Begradigte, verengte und vertiefte Flüsse und Seen voller Ackergifte und Dünger aus der Landwirtschaft können vielen Tieren und Wasserpflanzen keinen Lebensraum mehr bieten. Nicht einmal sieben Prozent der Flüsse sind in einem einigermaßen natürlichen Zustand. In 93 Prozent der Flüsse sind keine typischen Flussgemeinschaften von Tieren und Pflanzen mehr zu finden. Ein Fünftel der Flüsse ist sogar in einem schlechten Zustand. Auch drei Viertel der Seen sind in einem mäßig bis schlechten ökologischen Zustand. Die Seen leiden unter der Vergüllung durch die Landwirtschaft. Der hohe Nährstoffgehalt lässt Algen übermäßig wachsen und die Seen somit veröden und verlanden. Bei den Küstengewässern ist kein einziges in einem guten Zustand. Das machen die Antworten der Bundesregierung auf unsere Kleinen Anfragen zu Flüssen und Seen deutlich.

Das ist schockierend und zeigt, wie dringend jetzt gehandelt werden muss.

DIE AUEN ENTLANG DER FLÜSSE SIND AUSGETROCKNET ODER ZERSTÖRT

Auch der artenreiche Lebensraum entlang der Flüsse und Seen wurde weitgehend zerstört, 80 Prozent der Auen sind von Verlust bedroht und nur noch 10 Prozent von ihnen können noch ihre wichtigen Aufgaben für den Hochwasserschutz und die Wasserqualität übernehmen. Dabei sind sie unsere besten Puffer gegen Hochwasserereignisse. Auen wiederherzustellen ist zwar kein leichtes Spiel, aber von großem Nutzen für die Artenvielfalt, den Hochwasserschutz und so auch für den Menschen.

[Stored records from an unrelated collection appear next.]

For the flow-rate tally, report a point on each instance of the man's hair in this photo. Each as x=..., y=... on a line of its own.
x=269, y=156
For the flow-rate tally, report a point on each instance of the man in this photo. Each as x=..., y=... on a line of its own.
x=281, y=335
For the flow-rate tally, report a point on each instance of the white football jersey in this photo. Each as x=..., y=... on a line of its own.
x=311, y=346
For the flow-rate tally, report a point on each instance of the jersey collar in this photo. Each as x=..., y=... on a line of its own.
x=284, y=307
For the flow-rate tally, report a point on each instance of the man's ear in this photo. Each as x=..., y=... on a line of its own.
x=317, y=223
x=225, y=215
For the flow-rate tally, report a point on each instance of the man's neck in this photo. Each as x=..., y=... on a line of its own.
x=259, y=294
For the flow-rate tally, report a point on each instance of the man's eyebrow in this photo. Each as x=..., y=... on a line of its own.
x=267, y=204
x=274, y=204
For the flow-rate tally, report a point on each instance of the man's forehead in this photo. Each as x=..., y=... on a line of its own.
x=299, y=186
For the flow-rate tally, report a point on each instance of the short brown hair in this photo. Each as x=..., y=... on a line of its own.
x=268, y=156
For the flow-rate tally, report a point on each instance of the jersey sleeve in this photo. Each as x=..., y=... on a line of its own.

Wir müssen aufhören unsere Umwelt zu vergiften, stattdessen müssen wir das Vorsorgeprinzip wieder stärken. Noch immer spüren wir die Auswirkungen von Giften, die bereits seit den 70er Jahren verboten sind. Rückstände von Chlorpestiziden wie zum Beispiel DDT werden noch heute in unseren Fischen, wie zum Beispiel dem Aal nachgewiesen. Es gibt sogar Empfehlungen, gefangene Aale aus bestimmten Gewässern nicht zu verzehren, weil die Giftrückstände nachweislich zu hoch sind.

BUNDESREGIERUNG MUSS FLÜSSE UND SEEN SCHÜTZEN

Für einen ambitionierten Artenschutz in und an Flüssen und Seen brauchen wir dringend eine Agrarwende: weg von einer Vergüllung der Landwirtschaft, weg vom Gift auf dem Acker. Wir müssen raus aus einer Landwirtschaft, die die Natur ausnutzt und gegen den Artenreichtum arbeitet. Es bedarf außerdem einer besseren Umsetzung und Finanzierung des Naturschutzes. Die Bundesregierung muss die Nationale Strategie zur biologischen Vielfalt endlich konsequent umsetzen.

BUNDESREGIERUNG MUSS DIE WASSERRAHMENRICHTLINIE KONSEQUENT UMSETZEN

Von der neuen Bundesregierung braucht es mehr Raum für Flüsse statt leerer Versprechen. Denn es ist völlig offen, wie die Bundesregierung die europäische Wasserrahmenrichtlinie umsetzt und ob sie bis 2021 einen guten ökologischen Zustand an allen Flüssen erreichen kann. Die Antworten auf die Kleine Anfrage der grünen Bundestagsfraktion macht den Handlungsbedarf mehr als deutlich. Die Bundesregierung muss die Wasserrahmenrichtlinie endlich konsequent umsetzen und entschlossen handeln, ansonsten nimmt sie sehenden Auges die weitere Zerstörung der Natur und ein weiteres EU-Vertragsverletzungsverfahren mit Millionenzahlungen in Kauf.